Q3: K-th subset in lex order. A: Combinatorial number system, or interpret k’s binary representation as a subset-mask (with care about ordering).

Q4: Subsets summing to target with each element usable once. A: LC 39 / LC 40 / LC 416 family — DP or backtracking + pruning.

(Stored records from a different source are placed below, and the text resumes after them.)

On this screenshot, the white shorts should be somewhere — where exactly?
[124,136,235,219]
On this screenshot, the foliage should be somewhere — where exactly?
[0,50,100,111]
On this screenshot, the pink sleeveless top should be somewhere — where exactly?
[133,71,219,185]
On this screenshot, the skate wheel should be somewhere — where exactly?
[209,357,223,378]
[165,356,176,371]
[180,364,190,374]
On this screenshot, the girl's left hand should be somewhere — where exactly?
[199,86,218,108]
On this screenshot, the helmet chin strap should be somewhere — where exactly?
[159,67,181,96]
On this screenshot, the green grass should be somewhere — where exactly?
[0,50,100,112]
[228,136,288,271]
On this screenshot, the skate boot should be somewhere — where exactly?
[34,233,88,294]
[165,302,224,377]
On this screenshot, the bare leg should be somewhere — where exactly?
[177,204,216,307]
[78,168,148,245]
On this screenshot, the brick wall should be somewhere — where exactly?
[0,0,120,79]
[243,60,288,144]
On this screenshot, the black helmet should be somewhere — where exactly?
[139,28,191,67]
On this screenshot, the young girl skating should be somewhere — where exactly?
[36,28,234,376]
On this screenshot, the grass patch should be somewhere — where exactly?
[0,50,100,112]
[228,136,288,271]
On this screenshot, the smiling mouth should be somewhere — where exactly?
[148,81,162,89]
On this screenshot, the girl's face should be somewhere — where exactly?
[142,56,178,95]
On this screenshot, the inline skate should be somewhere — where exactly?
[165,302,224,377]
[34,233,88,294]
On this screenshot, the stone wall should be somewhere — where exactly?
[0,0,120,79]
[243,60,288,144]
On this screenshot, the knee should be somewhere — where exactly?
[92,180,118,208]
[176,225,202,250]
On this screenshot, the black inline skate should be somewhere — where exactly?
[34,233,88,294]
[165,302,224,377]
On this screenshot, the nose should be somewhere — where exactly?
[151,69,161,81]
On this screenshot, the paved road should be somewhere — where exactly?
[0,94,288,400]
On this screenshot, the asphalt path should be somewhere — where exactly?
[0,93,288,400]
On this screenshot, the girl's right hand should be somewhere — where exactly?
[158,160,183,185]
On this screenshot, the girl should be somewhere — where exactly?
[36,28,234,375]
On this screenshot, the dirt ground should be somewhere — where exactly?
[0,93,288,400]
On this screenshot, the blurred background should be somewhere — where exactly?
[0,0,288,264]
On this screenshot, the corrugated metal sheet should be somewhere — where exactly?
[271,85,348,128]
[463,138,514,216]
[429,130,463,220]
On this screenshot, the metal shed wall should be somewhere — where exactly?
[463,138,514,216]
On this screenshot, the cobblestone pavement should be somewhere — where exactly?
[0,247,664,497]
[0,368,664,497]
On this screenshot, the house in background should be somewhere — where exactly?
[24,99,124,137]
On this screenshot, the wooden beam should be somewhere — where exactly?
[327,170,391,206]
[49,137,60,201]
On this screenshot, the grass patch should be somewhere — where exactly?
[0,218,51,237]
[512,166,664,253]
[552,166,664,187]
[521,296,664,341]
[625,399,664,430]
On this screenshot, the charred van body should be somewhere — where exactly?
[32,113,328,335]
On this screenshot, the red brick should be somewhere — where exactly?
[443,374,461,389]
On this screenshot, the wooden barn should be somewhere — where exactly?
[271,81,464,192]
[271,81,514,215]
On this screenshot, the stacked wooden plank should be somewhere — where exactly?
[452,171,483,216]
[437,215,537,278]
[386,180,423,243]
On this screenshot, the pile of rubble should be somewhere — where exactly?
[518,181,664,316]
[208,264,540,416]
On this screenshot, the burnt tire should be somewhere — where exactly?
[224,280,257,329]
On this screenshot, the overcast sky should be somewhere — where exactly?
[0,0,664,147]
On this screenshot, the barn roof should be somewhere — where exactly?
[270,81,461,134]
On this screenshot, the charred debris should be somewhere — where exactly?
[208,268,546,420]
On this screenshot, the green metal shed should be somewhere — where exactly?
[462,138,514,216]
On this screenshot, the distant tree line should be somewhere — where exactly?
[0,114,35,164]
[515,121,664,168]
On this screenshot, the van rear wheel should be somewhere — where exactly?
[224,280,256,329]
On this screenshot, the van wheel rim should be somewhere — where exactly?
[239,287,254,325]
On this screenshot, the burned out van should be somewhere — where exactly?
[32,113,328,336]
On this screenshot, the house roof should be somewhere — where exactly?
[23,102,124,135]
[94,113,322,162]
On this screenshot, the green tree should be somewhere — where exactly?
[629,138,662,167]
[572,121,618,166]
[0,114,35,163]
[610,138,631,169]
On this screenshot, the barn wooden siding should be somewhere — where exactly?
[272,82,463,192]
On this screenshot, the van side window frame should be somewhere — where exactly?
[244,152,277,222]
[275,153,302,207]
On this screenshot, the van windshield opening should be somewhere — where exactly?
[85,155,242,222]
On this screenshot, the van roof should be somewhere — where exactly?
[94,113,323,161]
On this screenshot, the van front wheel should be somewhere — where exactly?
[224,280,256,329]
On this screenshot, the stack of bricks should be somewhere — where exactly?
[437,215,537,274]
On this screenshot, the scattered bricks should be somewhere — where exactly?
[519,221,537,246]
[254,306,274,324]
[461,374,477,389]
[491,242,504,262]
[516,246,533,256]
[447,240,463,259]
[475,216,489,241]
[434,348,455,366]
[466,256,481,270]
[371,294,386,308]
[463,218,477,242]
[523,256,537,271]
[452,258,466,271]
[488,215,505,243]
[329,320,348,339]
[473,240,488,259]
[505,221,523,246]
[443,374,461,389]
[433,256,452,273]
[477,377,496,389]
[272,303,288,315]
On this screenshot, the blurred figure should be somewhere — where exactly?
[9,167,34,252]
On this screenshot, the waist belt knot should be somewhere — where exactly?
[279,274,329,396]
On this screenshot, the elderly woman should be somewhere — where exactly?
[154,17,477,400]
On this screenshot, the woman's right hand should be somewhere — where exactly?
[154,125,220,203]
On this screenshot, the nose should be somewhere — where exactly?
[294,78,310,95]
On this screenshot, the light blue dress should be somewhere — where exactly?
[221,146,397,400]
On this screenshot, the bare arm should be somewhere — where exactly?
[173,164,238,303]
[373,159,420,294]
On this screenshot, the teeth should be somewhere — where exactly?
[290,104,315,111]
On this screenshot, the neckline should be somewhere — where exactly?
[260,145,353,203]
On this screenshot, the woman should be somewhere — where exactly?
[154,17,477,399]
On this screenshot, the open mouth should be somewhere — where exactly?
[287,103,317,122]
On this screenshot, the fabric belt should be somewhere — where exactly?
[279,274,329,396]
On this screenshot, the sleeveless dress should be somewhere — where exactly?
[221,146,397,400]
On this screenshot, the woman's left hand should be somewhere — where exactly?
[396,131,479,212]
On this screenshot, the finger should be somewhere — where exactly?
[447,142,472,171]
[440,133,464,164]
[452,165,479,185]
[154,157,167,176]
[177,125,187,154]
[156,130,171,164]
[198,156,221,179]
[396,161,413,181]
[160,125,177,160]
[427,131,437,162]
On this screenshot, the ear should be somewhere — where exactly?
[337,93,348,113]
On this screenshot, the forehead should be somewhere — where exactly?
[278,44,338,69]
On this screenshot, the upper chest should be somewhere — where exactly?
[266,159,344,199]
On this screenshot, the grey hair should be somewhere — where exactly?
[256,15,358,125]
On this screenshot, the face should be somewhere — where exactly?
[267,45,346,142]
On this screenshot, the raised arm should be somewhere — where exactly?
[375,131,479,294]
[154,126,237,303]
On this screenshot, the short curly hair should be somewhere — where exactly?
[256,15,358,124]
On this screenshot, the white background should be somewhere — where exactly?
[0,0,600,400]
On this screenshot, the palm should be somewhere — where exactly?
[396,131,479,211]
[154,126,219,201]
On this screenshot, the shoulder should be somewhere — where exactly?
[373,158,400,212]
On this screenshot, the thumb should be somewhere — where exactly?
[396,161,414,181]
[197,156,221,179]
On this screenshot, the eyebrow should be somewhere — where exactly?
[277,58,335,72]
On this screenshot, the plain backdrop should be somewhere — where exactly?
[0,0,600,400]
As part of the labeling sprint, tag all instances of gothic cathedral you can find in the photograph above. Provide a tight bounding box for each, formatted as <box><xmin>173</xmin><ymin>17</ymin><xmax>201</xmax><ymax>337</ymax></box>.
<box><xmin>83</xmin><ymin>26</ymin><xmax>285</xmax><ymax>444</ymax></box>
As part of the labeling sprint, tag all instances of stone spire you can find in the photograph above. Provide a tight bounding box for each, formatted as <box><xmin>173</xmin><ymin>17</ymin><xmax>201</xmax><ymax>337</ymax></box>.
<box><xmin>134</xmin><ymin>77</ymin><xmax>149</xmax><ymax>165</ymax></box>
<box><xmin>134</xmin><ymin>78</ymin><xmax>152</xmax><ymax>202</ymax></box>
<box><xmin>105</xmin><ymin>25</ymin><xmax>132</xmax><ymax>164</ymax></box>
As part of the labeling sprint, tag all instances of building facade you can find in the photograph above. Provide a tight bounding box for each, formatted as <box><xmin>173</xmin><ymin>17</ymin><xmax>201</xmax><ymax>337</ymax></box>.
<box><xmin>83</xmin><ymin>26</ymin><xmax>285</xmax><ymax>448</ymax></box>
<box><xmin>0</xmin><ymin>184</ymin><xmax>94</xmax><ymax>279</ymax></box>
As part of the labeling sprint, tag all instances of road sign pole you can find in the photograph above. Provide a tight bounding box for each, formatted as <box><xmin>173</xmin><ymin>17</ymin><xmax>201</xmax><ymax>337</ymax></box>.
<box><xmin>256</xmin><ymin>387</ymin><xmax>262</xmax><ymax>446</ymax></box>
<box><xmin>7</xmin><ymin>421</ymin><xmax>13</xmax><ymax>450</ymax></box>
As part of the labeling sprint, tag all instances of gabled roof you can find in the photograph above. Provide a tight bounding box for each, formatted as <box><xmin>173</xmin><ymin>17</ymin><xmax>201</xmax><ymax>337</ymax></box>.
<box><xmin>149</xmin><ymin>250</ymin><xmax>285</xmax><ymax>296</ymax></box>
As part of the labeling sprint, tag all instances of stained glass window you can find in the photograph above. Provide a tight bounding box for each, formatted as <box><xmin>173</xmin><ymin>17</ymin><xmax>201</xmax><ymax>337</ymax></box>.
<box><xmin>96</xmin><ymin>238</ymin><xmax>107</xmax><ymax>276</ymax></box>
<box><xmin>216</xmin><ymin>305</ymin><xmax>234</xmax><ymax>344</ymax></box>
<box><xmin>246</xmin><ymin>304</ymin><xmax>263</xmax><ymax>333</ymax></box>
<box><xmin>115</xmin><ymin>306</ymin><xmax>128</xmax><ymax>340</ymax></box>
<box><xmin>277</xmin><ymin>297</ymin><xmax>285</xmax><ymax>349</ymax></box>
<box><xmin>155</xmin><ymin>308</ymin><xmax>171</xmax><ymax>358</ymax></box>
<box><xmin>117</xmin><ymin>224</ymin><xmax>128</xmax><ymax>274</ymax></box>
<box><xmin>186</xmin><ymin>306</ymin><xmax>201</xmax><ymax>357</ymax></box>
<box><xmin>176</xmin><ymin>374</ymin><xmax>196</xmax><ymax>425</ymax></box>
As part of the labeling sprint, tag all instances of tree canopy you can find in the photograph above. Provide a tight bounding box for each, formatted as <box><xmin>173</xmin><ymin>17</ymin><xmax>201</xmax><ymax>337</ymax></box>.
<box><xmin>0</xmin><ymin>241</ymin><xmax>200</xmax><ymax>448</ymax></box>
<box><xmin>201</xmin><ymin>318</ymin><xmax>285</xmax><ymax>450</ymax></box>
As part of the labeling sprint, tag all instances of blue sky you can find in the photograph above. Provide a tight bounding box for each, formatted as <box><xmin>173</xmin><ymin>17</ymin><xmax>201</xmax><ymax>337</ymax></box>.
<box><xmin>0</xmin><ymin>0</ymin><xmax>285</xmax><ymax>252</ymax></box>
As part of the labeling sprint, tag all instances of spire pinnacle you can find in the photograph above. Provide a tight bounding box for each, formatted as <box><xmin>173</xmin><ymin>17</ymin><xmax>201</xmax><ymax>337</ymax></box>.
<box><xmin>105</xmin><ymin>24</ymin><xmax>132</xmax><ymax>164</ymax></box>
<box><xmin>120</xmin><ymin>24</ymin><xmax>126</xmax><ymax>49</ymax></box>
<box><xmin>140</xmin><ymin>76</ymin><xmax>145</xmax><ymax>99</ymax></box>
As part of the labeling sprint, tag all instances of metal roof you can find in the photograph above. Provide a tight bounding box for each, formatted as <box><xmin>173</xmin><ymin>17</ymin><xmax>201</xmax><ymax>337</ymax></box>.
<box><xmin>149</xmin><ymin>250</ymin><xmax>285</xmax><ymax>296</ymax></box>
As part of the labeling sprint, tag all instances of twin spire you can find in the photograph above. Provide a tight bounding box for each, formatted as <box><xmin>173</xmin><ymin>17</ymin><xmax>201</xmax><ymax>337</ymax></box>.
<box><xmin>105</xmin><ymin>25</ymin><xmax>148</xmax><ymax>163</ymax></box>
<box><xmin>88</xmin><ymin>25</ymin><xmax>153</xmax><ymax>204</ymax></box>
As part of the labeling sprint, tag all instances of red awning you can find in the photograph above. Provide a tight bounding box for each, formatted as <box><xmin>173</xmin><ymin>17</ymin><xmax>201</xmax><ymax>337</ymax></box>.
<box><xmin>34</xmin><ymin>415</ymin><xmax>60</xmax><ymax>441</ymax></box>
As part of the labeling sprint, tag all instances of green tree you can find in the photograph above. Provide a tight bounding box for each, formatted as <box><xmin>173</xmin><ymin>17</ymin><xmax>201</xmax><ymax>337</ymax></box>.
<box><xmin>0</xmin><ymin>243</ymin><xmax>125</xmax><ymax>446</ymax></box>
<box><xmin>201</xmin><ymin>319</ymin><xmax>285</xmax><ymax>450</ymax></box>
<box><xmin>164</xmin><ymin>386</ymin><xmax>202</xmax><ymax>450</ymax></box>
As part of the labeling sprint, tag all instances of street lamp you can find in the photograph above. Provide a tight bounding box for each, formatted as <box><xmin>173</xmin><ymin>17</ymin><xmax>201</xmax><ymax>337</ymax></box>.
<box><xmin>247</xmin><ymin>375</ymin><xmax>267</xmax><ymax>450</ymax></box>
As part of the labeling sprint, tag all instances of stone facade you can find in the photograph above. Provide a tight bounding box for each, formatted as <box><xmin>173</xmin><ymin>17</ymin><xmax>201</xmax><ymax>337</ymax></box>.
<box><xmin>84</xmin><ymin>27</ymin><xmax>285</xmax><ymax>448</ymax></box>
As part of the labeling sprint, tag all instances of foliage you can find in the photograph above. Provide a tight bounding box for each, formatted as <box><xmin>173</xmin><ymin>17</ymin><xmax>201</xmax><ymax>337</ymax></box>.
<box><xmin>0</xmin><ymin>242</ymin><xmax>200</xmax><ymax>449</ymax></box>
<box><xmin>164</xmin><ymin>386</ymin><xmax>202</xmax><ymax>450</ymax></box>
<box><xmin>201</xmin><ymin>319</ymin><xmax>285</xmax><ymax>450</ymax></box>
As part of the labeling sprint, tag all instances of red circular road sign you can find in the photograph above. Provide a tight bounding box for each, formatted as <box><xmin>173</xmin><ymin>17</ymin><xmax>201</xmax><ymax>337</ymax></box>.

Q5: Subsets when n = 50. A: 2^50 ≈ 10^15. Can’t enumerate. Use meet-in-the-middle: split into halves of 25, enumerate each (2^25 ≈ 33M each), join. Or DP if there’s structure. Or sampling if approximate is OK. See Phase 03 Lab 09 — Meet-in-the-Middle.

14. Solution Walkthrough

See solution.py:

  • subsets_backtrack(nums) — start-index, snapshot at every node.
  • subsets_include_exclude(nums) — binary choice tree.
  • subsets_iterative(nums) — powerset growth, no recursion.
  • subsets_bitmask(nums) — enumerate 0..2^n - 1.
  • subsets_with_dup(nums) — LC 90, sort + skip-dedup.
  • subsets_brute(nums) — oracle via itertools chain over combinations.
  • edge_cases() + stress_test() — verify all five vs oracle.

Run: python3 solution.py.

15. Beyond the Problem

Principal-engineer code review comment:

“Three things. (1) Pick ONE algorithm as the ‘canonical’ for the codebase — most teams should standardize on iterative (result = [[]]; for x in nums: result += [s+[x] for s in result]) because it’s 5 lines and obviously correct. (2) For LC 90, the dedup line is THE thing that goes wrong; add a unit test specifically for [1,2,2,3] that asserts no duplicate subset appears. (3) If subsets are an INPUT to downstream code (not the final answer), don’t materialize them — write a generator (yield from ...) and let the caller consume on the fly. For n=20 that’s a 100× memory win.”

Connections forward:

  • p37 — Combinations: size-restricted subsets.
  • p36 — Permutations: ordered variant.
  • LC 90 — Subsets II: dedup variant.
  • LC 416 — Partition Equal Subset Sum: counting via subset-sum DP.
  • LC 698 — Partition to K Equal Sum Subsets: backtracking + pruning.
  • Phase 03 Lab 08 — Bitmask DP.
  • Phase 03 Lab 09 — Meet-in-the-Middle (for n=40+).
  • Phase 05 — DP labs: knapsack, subset-sum, partition.
  • Production: feature flag combinations, regulatory audit, formal verification of small systems.